Copilot is the AI coding tool that's quietly become the default for teams already on GitHub. It doesn't try to reinvent your editor — it slides into the one you have and gets out of the way.
What it does
- Inline completions — the bread and butter. As you type, Copilot suggests the next chunk.
- Chat — sidebar conversation with context from your file/workspace.
- Workspace (the agent layer) — multi-step tasks, plans, edits across files. Newer, still maturing.
- Pull request reviews — Copilot can author summaries, suggest changes, even act as a reviewer.
Pricing
- $10/mo individual
- $19/seat/mo business (with team policy controls and no-training defaults)
- $39/seat/mo enterprise (with audit logs, SSO, custom models)

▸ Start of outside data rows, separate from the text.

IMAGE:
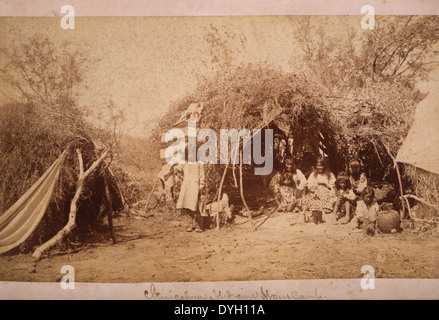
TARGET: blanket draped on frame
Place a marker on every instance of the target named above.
(23, 217)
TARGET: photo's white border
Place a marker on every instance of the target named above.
(50, 8)
(279, 289)
(242, 290)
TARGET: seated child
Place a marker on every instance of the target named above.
(287, 190)
(367, 211)
(344, 201)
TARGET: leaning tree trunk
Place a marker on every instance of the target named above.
(71, 224)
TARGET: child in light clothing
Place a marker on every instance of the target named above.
(367, 211)
(344, 199)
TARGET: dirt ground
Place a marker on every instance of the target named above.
(157, 248)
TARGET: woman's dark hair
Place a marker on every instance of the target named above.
(343, 176)
(322, 161)
(368, 191)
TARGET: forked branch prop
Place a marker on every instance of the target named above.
(71, 224)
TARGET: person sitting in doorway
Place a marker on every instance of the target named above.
(344, 202)
(189, 199)
(367, 212)
(320, 186)
(288, 185)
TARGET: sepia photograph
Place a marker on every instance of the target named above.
(171, 150)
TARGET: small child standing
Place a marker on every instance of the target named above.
(344, 201)
(287, 188)
(367, 211)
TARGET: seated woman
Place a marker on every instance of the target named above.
(320, 184)
(287, 186)
(357, 178)
(344, 199)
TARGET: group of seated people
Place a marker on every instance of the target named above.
(346, 195)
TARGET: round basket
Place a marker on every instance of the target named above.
(388, 220)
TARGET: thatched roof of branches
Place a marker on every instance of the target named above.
(257, 96)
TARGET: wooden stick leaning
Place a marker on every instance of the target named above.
(71, 224)
(220, 190)
(242, 191)
(110, 207)
(150, 194)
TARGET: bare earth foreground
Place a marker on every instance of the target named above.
(156, 248)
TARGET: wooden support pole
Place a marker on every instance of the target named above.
(71, 224)
(110, 208)
(220, 190)
(150, 194)
(242, 191)
(395, 163)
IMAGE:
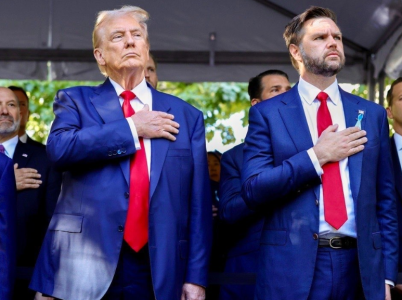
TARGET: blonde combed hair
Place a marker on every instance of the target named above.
(136, 12)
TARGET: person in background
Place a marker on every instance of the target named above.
(25, 112)
(244, 226)
(7, 223)
(317, 164)
(394, 111)
(151, 75)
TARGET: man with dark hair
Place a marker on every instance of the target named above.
(317, 165)
(244, 225)
(24, 108)
(150, 71)
(394, 111)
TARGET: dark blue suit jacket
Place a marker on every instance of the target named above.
(7, 226)
(91, 140)
(398, 188)
(280, 180)
(244, 225)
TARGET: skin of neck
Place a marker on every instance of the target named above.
(318, 81)
(7, 136)
(127, 78)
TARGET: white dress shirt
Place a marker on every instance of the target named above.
(10, 145)
(308, 94)
(398, 144)
(143, 95)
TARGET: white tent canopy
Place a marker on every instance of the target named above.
(209, 40)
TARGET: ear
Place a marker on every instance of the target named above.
(98, 56)
(254, 101)
(389, 113)
(295, 52)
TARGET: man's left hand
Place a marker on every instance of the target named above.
(192, 292)
(387, 292)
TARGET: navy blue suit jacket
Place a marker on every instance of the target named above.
(91, 141)
(398, 188)
(7, 226)
(279, 179)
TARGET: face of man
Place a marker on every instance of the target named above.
(395, 110)
(150, 73)
(321, 49)
(123, 47)
(9, 112)
(24, 109)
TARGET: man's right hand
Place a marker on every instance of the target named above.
(155, 124)
(334, 146)
(26, 178)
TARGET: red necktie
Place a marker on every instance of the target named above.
(334, 199)
(136, 229)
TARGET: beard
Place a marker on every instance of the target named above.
(5, 128)
(319, 66)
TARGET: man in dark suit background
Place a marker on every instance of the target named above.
(317, 165)
(394, 110)
(7, 223)
(38, 187)
(24, 109)
(97, 246)
(244, 225)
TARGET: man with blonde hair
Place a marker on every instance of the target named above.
(133, 220)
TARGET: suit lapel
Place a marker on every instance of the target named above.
(351, 110)
(294, 118)
(397, 169)
(159, 146)
(107, 104)
(22, 155)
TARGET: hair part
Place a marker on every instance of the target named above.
(104, 16)
(255, 87)
(391, 90)
(294, 30)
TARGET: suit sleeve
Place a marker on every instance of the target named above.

For solo devs the individual plan is hard to beat on price.
Where it wins
- Frictionless rollout in GitHub-centric orgs — same login, same billing, IT already approved.
- Editor breadth — works in pretty much every major editor.
- Enterprise governance — strong policy, audit, and data-handling story.
Where Cursor or Claude Code beat it
- Agent quality — Cursor agent mode and Claude Code still feel a step ahead for autonomous work.
- Editor cohesion — Copilot is a layer; Cursor is an editor. The cohesion shows on long agent runs.
Who should use it
Teams already on GitHub Enterprise, individual devs who don't want to switch editors, anyone who values stability over the bleeding edge.
Frequently asked questions
Copilot vs Cursor — which should I pick?
Copilot if you want AI completions inside the editor you already use. Cursor if you want an AI-native editor where the agent is a first-class citizen. Different categories now.
Is Copilot free for students?
Yes — GitHub Education provides free Copilot Pro for verified students and teachers.
Does my code get used for training?
By default, Business and Enterprise plans don't allow training on your prompts/suggestions. Individual plan has an opt-out toggle.